Contrary to what I had in mind, I didn’t go all the way to the roots of EPUB after all. I had heard about Pandoc, but this was the first time I tried it myself. What an impressive tool! Respect. As one of its output formats, Pandoc supports EPUB. The only bigger job for me to do was to transform the exported XML file to one of the input formats Pandoc accepts. I chose HTML.
Because the blog posts are encapsulated in CDATA (character data) sections, I decided to do the XSLT transformation in two parts: first with wp2html.xsl, and then cleanhtml.xsl where the original image src attributes are replaced to point to a local directory. Here, I’m using the Saxon XSLT processor.
java -jar saxon9.jar wordpress.2013-02-17.xml wp2html.xsl >wp.html
java -jar saxon9.jar wp.html cleanhtml.xsl >cleaned.html
Next, thumbnail pictures. Easy to fetch with e.g. wget.
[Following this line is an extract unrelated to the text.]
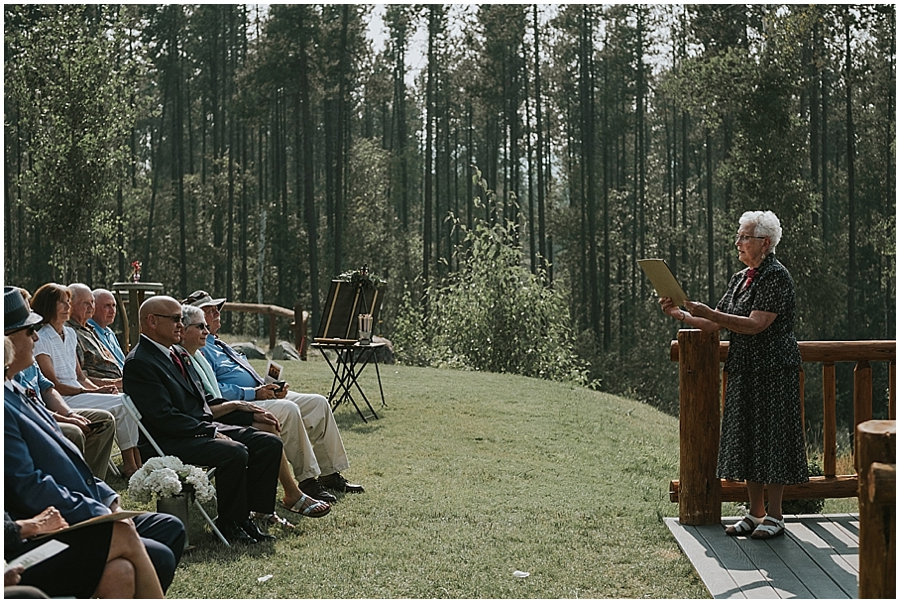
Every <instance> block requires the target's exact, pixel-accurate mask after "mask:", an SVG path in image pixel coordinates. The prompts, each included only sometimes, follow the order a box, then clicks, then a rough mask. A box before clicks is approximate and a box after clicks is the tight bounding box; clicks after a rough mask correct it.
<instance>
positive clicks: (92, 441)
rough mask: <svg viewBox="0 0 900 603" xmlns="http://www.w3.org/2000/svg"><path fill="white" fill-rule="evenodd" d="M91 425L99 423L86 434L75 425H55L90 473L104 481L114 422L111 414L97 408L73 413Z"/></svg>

When all bits and pieces are at hand, this Pandoc command stitches them together:
pandoc -f html -t epub --toc -o wpblog.epub cleaned.html
The default CSS stylesheet does a very decent job, but I found links to be a little hard to see, so I made a tiny epub.css:
And while at it, I added also a cover photo and minimum metadata to show on the page header: metadata.xml
<dc:title>Suoritin II blog posts</dc:title>
With these enhancements, the command is a bit longer:
pandoc -f html -t epub --toc --epub-metadata=metadata.xml --epub-cover-image=images/cover.jpg --epub-stylesheet=epub.css -o wpblog.epub cleaned.html
Here is the “book”. The iBooks reader by Apple renders the text just fine, so does Aldiko on Android, although with a slightly different look and feel. The ebrary reader understands EPUB too but it doesn’t divide the text in chapters. It is a matter of taste whether links feel annoying or not; they are opened separately in a browser, so the reading flow inevitably breaks.
Graphic designers would want to change the default style. Fonts can be embedded too.